L’organisation Sport’Aide, dirigée par Sylvain Croteau, a conçu le programme Demain un homme.
Photo : Radio-Canada / Flavie Villeneuve
Des discours tenus par de jeunes garçons confirment la pertinence de ces ateliers de prévention, selon lui. Ceux qui doutent qu'il y a du travail à faire, oui, il y en a!
On en a une solution qui existe. On n'a pas à attendre trois ans qu'on le développe, mais on a besoin de ce support, c'est névralgique. Si on n'a pas ce support-là, ça ne pourra pas être pérennisé.
Avant l’entrevue avec Radio-Canada, Sylvain Croteau a rencontré la ministre responsable du Sport, du Loisir et du Plein air, Kariane Bourassa pour pérenniser sa formation.
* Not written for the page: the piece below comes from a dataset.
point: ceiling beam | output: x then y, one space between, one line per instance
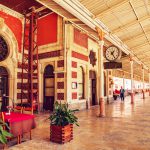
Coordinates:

Elle a mentionné à Radio-Canada que son ministère reconnaît l’importance de soutenir les jeunes athlètes.
Nous connaissons bien l’organisme Sport’Aide ainsi que les besoins qui ont été soulevés, notamment en matière de financement. Les échanges se poursuivent et nous suivons le dossier de près , a-t-elle écrit par l'intermédiaire de son cabinet.
Au-delà du financement, Sylvain Croteau rappelle que c'est une responsabilité qui est partagée.
On peut bien demander de l'argent au gouvernement et à des partenaires privés, mais on a une responsabilité comme citoyen aussi de s'intéresser à ces enjeux-là et de se questionner sur notre propre façon de penser.